A few questiosn about encoding

[Joel Goldstick]

On 15/6/2013 5:59 μμ, Roy Smith wrote:

And, yes, especially in networking, everybody talks about octets when

1 byte = 8 bits

in networking though since we do not use encoding schemes with variable
lengths like utf-8 is, how do we separate when a byte value start and when
it stops?

do we need a start bit and a stop bit for that?

 

[Dennis Lee Bieber]

It depends on the context.

Maybe the OP should give up on Python and switch to Regina/Rexx...

-=-=-=-=-=-
/* */

numint = 123 /* a "number" */
numstr = def /* unknown variable? */
strstr = "abc" /* a string containing alphabetics */
strint = "456" /* a string containing decimal digits */

signal on syntax name next1
say "Adding strstr and numint"
say strstr + numint
next1:
signal on syntax name next2
say "Adding strstr and strint"
say strstr + strint
next2:
signal on syntax name next3
say "Adding numint and strint"
say numint + strint
next3:
signal on syntax name next4
say "Adding numstr and numint"
say numstr + numint
next4:
say "Concatenate numint and strstr"
say numint || strstr
say "Concatenate strint and numint"
say strint || numint
say "Concatenate numstr and strint"
say numstr || strint
say "Concatenate numstr and numint"
say numstr || numint

-=-=-=-=-=-

E:\UserData\Wulfraed\MYDOCU~1>rexx t.rx
Adding strstr and numint
Adding strstr and strint
Adding numint and strint
579
Adding numstr and numint
Concatenate numint and strstr
123abc
Concatenate strint and numint
456123
Concatenate numstr and strint
DEF456
Concatenate numstr and numint
DEF123

E:\UserData\Wulfraed\MYDOCU~1>

{Pity SYNTAX error can't be trapped with a CALL, i'd have been able to
cleanly report results and return to the next statement}

 

[Nick the Gr33k]

The only thing that i didn't understood is this line.
First please tell me what is a byte value


\x1b is a character(ESC) represented in hex format

b'\x1b' is a byte object that represents what?


'\x1b'

After decoding it gives the char ESC in hex format
Shouldn't it result in value 27 which is the ordinal of ESC ?

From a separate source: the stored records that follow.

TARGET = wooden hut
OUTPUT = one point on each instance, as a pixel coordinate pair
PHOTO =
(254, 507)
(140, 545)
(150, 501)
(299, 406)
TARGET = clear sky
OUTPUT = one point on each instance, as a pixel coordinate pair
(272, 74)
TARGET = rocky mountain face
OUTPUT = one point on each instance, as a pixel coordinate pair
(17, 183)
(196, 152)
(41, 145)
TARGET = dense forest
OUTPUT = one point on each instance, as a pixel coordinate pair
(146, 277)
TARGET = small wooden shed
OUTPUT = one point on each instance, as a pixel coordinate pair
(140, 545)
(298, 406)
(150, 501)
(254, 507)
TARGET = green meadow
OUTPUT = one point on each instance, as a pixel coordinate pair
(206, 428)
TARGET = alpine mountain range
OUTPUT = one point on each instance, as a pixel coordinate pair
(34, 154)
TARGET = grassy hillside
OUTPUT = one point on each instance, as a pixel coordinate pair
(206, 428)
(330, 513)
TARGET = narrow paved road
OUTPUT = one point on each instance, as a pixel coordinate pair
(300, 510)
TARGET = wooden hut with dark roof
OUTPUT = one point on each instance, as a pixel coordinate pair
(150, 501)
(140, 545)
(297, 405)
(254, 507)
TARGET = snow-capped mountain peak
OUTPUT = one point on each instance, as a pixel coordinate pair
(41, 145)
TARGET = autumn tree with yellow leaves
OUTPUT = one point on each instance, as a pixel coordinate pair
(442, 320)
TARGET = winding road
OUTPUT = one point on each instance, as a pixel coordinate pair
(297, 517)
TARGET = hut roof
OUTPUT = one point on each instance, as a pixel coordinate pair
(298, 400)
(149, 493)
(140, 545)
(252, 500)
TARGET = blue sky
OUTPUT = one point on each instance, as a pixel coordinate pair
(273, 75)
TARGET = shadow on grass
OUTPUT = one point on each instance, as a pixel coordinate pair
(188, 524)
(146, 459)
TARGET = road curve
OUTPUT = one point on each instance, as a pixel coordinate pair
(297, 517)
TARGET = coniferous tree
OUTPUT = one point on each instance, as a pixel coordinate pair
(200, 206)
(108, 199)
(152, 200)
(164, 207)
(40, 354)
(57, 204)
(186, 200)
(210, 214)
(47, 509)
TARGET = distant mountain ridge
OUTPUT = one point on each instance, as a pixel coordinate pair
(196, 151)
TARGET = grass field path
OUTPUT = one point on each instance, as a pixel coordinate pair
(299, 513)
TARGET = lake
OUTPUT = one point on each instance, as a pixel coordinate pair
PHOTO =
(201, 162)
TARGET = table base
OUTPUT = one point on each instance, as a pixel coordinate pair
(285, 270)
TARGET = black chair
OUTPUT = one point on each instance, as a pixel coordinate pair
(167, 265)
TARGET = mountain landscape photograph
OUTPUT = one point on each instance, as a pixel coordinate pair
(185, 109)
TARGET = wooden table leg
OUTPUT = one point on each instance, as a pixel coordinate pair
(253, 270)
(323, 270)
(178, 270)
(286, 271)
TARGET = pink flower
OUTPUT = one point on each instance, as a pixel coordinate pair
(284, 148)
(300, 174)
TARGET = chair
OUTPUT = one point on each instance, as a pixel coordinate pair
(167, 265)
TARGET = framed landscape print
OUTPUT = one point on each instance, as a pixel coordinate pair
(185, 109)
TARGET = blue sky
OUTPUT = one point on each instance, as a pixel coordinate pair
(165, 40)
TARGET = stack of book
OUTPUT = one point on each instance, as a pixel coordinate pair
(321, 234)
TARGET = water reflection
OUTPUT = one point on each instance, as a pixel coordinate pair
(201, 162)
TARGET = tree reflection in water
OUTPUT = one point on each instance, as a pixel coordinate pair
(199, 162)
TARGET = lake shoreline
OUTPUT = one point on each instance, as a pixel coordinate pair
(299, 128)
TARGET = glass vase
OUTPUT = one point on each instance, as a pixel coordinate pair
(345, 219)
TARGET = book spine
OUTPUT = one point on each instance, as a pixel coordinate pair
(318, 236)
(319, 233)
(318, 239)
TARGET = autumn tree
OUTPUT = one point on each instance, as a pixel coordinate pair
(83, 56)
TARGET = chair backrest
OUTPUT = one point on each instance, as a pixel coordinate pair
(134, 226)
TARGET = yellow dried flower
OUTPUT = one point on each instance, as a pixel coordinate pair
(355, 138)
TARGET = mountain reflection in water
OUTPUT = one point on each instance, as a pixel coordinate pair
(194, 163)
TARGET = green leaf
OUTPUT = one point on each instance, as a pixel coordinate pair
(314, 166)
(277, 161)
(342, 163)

Why Unicode charset doesn't just contain characters, but instead it
contains a mapping of (characters <--> ordinals) ?

I mean what we do is to encode a character like chr(65).encode('utf-8')

What's the reason of existence of its corresponding ordinal value since
it doesn't get involved into the encoding process?

Thank you very much for taking the time to explain.

Can someone please explain these questions too?

 

[Benjamin Schollnick]

Nick,

I'm sorry are you not listening?

1b is a HEXADECIMAL Number. As a so-called programmer, did you seriously not consider that?

Try this:

1) Open a Web browser
2) Go to Google.com
3) Type in "Hex 1B"
4) Click on the first link
5) In the Hexadecimal column find 1B.

Or open your favorite calculator, and convert Hexadecimal 1B to Decimal (Base 10).

- Benjamin

 

[Antoon Pardon]

Op 15-06-13 02:28, Cameron Simpson schreef:

| So, a numeral = a string representation of a number. Is this correct?

No, a numeral is an individual digit from the string representation of a number.
So: 65 requires two numerals: '6' and '5'.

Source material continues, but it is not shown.